Sean Busbey wrote:
On Wed, Oct 8, 2014 at 11:12 AM, Christopher<[email protected]> wrote:
On Wed, Oct 8, 2014 at 9:47 AM, Sean Busbey<[email protected]> wrote:
On Wed, Oct 8, 2014 at 12:13 AM, Josh Elser<[email protected]>
wrote:
Forgot one:
*Drop Hadoop 1 support*
- We would no longer care about maintaining Hadoop 1 APIs (get rid of
crappy reflection)
- 2.2.0 (Hadoop 2 "stable") came out just under 1 year ago
- Can be done for 1.7 or reconsidered for 2.0
Do we already know if focusing on just Hadoop 2.2.0+ support will result
in
any API impact?
I can't imagine it will impact our client API much, if any, but it'll
certainly help simplify and fix bugs in our use of Hadoop (when they
appear), and may result in fewer compatibility issues in MapReduce and
elsewhere (dynamic class loading, reflection workarounds). It should also
allow us to provide some guarantees in durability-related features (because
we'll know they exist). It should also help simplify documentation and
example configs, as well as reduce testing burdens.
+1 to dropping Hadoop<2.2.0 in 1.7.0.
If it doesn't impact API or usage I'd also be +1. If it ends up leaking out
somewhere, I'd want to take the opportunity of 1.7.0 to flag deprecations
so the transition can be made less severe (and remove in 2.0).
Frankly, given the general expectations on durability we formed in 1.4 I'd
say it's dangerous for people to be running 1.5+ on Hadoop 1.

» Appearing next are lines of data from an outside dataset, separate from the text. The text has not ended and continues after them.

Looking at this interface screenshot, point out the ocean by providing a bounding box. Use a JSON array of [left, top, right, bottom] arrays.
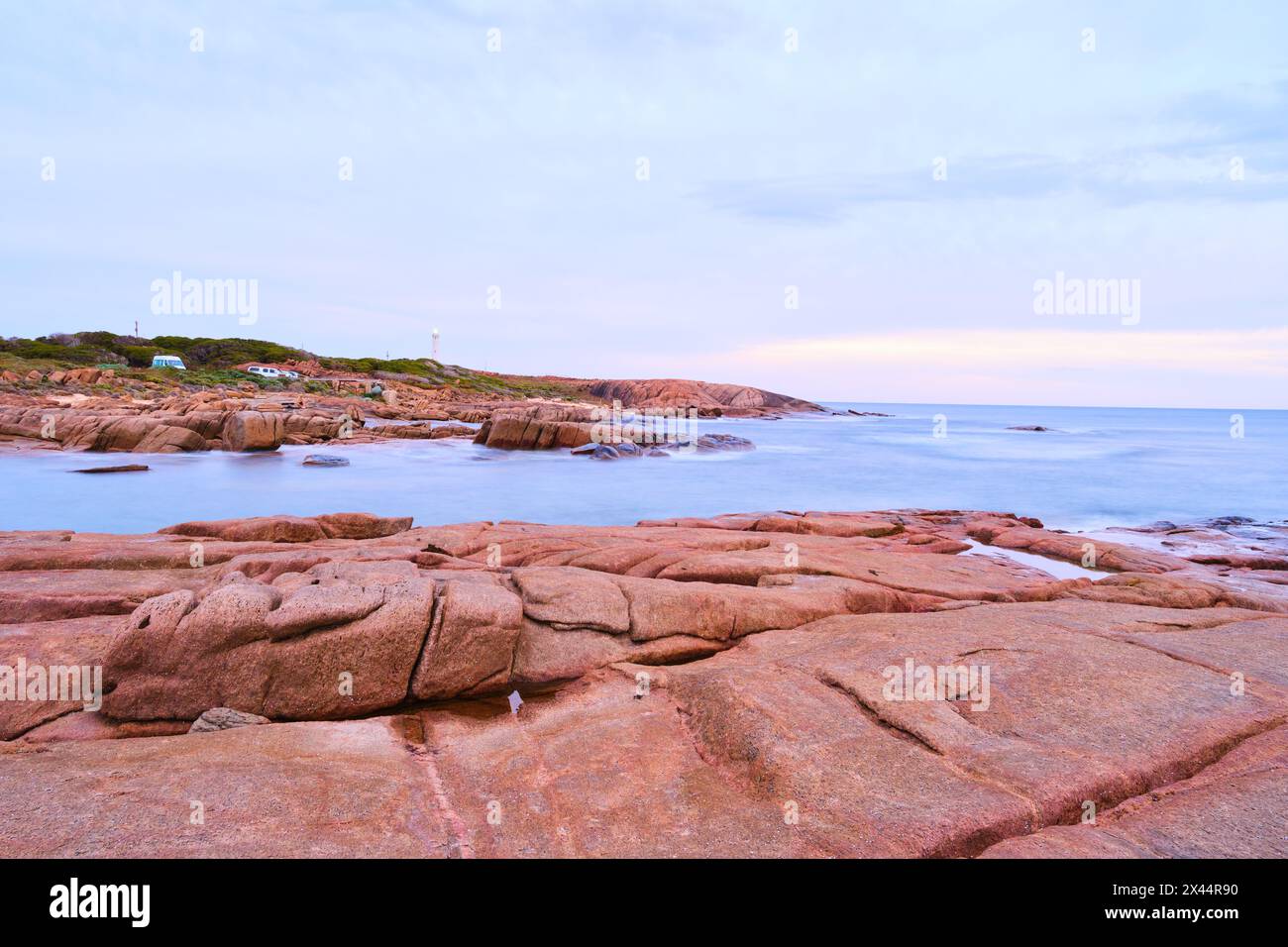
[[0, 402, 1288, 532]]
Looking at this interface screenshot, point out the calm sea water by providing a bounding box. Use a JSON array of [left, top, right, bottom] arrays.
[[0, 403, 1288, 532]]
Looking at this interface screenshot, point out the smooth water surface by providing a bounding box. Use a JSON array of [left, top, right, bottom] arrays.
[[0, 403, 1288, 532]]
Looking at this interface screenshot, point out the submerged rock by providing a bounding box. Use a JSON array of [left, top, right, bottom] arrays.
[[303, 454, 349, 467], [69, 464, 150, 473]]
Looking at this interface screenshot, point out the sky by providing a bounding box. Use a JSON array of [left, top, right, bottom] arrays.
[[0, 0, 1288, 408]]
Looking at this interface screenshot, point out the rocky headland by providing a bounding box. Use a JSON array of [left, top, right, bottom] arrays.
[[0, 510, 1288, 857]]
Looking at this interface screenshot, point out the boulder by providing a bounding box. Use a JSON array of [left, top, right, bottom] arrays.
[[222, 411, 286, 451], [188, 707, 270, 733]]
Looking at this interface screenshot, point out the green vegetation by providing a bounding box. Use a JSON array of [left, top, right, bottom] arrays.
[[0, 331, 584, 401]]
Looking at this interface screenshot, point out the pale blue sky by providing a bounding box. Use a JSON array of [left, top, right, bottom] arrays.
[[0, 0, 1288, 408]]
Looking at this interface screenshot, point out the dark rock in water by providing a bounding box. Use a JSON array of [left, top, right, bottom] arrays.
[[697, 434, 756, 454], [188, 707, 271, 733], [69, 464, 149, 473], [572, 434, 756, 460], [1203, 517, 1257, 530]]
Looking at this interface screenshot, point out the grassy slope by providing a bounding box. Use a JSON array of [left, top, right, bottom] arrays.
[[0, 333, 585, 399]]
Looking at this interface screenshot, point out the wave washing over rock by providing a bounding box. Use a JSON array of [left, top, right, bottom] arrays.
[[0, 510, 1288, 857]]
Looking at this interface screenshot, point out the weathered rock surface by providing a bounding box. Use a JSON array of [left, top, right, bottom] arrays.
[[188, 707, 271, 733], [0, 510, 1288, 857]]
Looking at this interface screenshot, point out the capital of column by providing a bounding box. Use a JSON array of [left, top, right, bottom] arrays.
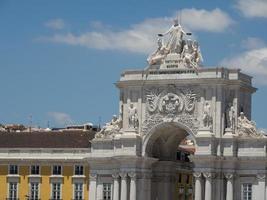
[[141, 172, 152, 179], [224, 173, 234, 180], [203, 172, 215, 179], [89, 173, 97, 181], [119, 172, 128, 179], [193, 172, 202, 178], [128, 172, 137, 179], [257, 174, 266, 181]]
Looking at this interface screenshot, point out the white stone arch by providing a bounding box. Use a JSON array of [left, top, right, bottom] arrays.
[[142, 121, 196, 157]]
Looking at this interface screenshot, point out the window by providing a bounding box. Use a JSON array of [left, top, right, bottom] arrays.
[[242, 183, 252, 200], [74, 165, 83, 175], [51, 183, 61, 200], [29, 183, 39, 200], [8, 182, 18, 200], [31, 165, 40, 175], [74, 183, 83, 200], [53, 165, 61, 175], [103, 183, 111, 200], [9, 165, 18, 174]]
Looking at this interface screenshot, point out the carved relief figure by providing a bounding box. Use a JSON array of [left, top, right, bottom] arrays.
[[128, 103, 139, 129], [202, 101, 212, 128], [182, 40, 203, 69], [237, 112, 261, 137], [159, 93, 183, 113], [95, 115, 122, 138], [142, 86, 199, 133]]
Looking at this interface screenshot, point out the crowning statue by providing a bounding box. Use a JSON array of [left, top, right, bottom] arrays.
[[237, 112, 264, 137], [147, 19, 203, 70], [95, 115, 122, 138]]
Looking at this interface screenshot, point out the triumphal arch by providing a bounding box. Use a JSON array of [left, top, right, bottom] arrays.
[[88, 20, 267, 200]]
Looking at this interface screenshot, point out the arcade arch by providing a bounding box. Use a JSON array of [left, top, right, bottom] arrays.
[[143, 122, 195, 200]]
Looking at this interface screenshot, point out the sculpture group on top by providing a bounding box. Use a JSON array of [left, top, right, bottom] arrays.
[[147, 19, 202, 69]]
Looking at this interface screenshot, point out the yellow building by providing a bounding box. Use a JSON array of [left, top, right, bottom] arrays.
[[0, 130, 193, 200], [0, 131, 93, 200]]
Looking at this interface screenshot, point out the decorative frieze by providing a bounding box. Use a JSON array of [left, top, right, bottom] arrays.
[[142, 85, 199, 134]]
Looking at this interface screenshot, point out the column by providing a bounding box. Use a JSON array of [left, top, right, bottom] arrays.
[[120, 172, 127, 200], [193, 172, 202, 200], [256, 174, 266, 199], [112, 174, 120, 200], [89, 173, 97, 200], [128, 172, 136, 200], [96, 182, 103, 200], [224, 173, 234, 200], [203, 172, 214, 200]]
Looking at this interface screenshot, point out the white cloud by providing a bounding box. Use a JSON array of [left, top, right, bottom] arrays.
[[221, 47, 267, 85], [241, 37, 266, 49], [48, 112, 73, 126], [45, 19, 65, 30], [39, 8, 233, 54], [181, 8, 234, 32], [236, 0, 267, 17]]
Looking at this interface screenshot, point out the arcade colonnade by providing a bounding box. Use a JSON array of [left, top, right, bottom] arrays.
[[89, 172, 144, 200]]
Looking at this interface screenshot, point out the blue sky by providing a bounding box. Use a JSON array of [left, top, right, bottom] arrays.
[[0, 0, 267, 128]]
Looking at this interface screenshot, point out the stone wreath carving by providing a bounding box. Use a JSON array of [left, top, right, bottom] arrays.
[[142, 87, 198, 134]]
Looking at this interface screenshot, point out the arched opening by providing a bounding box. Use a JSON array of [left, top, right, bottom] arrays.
[[143, 122, 195, 200]]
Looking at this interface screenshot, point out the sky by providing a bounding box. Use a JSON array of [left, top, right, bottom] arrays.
[[0, 0, 267, 129]]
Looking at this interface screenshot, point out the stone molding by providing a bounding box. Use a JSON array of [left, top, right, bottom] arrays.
[[89, 173, 97, 181], [193, 172, 202, 178], [119, 172, 128, 179], [203, 172, 216, 179], [257, 174, 266, 181], [112, 173, 120, 179], [224, 173, 234, 180]]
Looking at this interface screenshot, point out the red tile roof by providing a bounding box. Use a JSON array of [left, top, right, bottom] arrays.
[[0, 131, 95, 148]]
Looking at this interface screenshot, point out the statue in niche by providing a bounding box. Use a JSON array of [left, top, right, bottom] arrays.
[[237, 112, 261, 137], [202, 101, 212, 128], [95, 115, 122, 138], [128, 103, 139, 129], [181, 40, 203, 69], [225, 103, 236, 130]]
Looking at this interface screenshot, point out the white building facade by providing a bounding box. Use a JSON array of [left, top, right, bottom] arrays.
[[88, 23, 267, 200]]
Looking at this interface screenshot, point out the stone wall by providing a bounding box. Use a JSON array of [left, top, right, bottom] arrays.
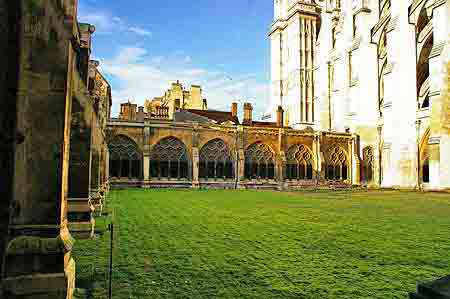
[[108, 120, 359, 189]]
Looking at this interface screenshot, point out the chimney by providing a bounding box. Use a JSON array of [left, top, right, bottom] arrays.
[[244, 103, 253, 126], [277, 106, 284, 128], [137, 106, 145, 122], [174, 99, 181, 111], [231, 102, 237, 117]]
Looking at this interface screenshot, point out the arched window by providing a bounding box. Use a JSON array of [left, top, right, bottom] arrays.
[[108, 135, 142, 179], [416, 34, 433, 109], [422, 158, 430, 183], [416, 5, 431, 35], [380, 0, 391, 17], [150, 137, 189, 180], [378, 62, 387, 117], [199, 139, 234, 179], [325, 147, 349, 181], [245, 143, 275, 179], [286, 144, 313, 180], [362, 146, 374, 183]]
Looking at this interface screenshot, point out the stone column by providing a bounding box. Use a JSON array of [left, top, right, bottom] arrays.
[[0, 0, 75, 299], [192, 147, 200, 188], [237, 149, 245, 183], [351, 135, 361, 186], [313, 134, 322, 180], [144, 155, 150, 181], [68, 98, 94, 238]]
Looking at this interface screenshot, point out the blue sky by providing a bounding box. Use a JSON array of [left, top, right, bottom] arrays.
[[78, 0, 273, 118]]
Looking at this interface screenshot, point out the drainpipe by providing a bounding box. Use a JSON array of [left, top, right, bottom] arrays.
[[416, 119, 422, 191]]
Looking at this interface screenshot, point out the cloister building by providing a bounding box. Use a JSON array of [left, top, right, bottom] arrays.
[[108, 99, 360, 189], [264, 0, 450, 190]]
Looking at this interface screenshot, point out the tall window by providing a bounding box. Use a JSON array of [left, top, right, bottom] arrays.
[[380, 0, 391, 17], [422, 158, 430, 183], [325, 147, 348, 181], [200, 139, 234, 179], [286, 144, 313, 180], [245, 143, 275, 179], [150, 137, 189, 180], [416, 8, 434, 109], [331, 25, 337, 49], [108, 135, 142, 179], [362, 146, 374, 183]]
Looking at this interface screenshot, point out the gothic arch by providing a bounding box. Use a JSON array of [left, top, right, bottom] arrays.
[[419, 128, 431, 183], [324, 146, 350, 181], [108, 135, 142, 179], [416, 7, 434, 109], [378, 60, 387, 117], [245, 142, 275, 179], [199, 138, 234, 179], [150, 136, 191, 180], [286, 144, 314, 180]]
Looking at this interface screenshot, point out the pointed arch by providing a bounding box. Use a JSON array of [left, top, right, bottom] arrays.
[[286, 144, 314, 180], [245, 142, 275, 179], [361, 146, 375, 184], [325, 146, 350, 181], [150, 136, 191, 180], [199, 138, 234, 179], [419, 128, 431, 183], [108, 135, 143, 179]]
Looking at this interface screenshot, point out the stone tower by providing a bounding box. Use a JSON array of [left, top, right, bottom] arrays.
[[268, 0, 320, 128]]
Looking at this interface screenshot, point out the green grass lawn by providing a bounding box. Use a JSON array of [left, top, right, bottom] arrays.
[[74, 190, 450, 299]]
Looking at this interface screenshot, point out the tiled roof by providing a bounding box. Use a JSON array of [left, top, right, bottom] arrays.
[[187, 109, 239, 124]]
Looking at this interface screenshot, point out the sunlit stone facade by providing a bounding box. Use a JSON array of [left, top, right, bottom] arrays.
[[266, 0, 450, 189]]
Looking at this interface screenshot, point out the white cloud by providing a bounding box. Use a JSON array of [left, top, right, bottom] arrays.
[[100, 47, 268, 119], [128, 26, 152, 37], [78, 6, 152, 38]]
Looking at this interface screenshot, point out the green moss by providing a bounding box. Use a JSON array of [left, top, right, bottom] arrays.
[[23, 0, 44, 16], [6, 236, 65, 255]]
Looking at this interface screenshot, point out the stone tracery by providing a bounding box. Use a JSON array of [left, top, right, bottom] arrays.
[[108, 135, 142, 179], [150, 137, 189, 179], [199, 138, 234, 179], [245, 143, 275, 179], [286, 144, 313, 180]]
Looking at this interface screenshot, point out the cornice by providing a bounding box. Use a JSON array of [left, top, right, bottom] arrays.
[[268, 2, 321, 37]]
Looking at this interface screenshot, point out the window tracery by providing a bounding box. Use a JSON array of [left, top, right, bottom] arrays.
[[150, 137, 189, 179], [245, 143, 275, 179], [286, 144, 313, 180], [362, 146, 375, 183], [199, 139, 234, 179], [108, 135, 142, 179], [325, 147, 348, 181]]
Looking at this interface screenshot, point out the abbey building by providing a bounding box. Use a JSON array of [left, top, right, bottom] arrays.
[[265, 0, 450, 190]]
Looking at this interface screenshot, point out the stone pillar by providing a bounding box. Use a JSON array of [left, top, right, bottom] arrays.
[[0, 0, 75, 299], [68, 98, 94, 238], [313, 134, 322, 180], [351, 135, 361, 186], [192, 147, 200, 188], [144, 155, 150, 181], [237, 149, 245, 182]]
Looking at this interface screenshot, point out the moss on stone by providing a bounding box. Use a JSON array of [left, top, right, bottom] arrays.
[[6, 236, 67, 256]]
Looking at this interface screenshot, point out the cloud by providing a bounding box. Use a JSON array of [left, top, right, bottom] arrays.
[[100, 46, 268, 118], [78, 6, 152, 38], [128, 26, 152, 37]]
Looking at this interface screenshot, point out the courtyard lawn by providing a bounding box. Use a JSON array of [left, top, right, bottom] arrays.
[[74, 189, 450, 299]]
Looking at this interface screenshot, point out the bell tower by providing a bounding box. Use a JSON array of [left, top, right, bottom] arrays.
[[269, 0, 321, 128]]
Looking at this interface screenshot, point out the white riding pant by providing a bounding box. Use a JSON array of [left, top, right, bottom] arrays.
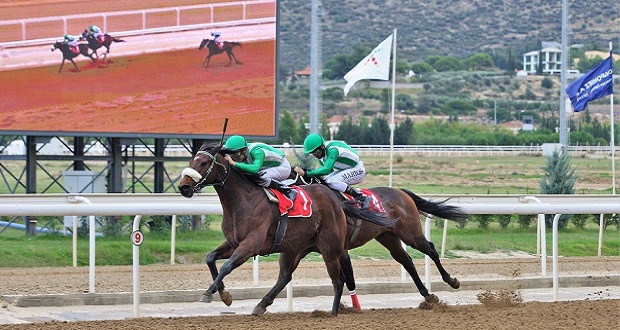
[[259, 158, 291, 187], [323, 161, 366, 192]]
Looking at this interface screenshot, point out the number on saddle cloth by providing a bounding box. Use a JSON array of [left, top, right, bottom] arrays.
[[269, 187, 312, 218]]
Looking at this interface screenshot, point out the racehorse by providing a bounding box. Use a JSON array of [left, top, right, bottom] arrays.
[[52, 41, 95, 73], [179, 144, 394, 316], [80, 29, 125, 61], [198, 39, 243, 68], [289, 169, 468, 309]]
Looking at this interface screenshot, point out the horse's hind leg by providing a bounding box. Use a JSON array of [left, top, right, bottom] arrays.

Yeah, that's definitely what has to be weighed. Are we so aggressive to
prevent users from even running on Hadoop 1 because it is inherently
missing some of the sync mechanics needed to ensure no data loss
regardless of redundant power?
We warn users when they don't have the necessary options set at the HDFS
level to properly sync, but we don't keep them from running like that.
The more I think about it, I think I'd be more in favor of continuing to
strongly encourage users to adopt Hadoop 2 and revisit dropping Hadoop 1
for 2.0.0.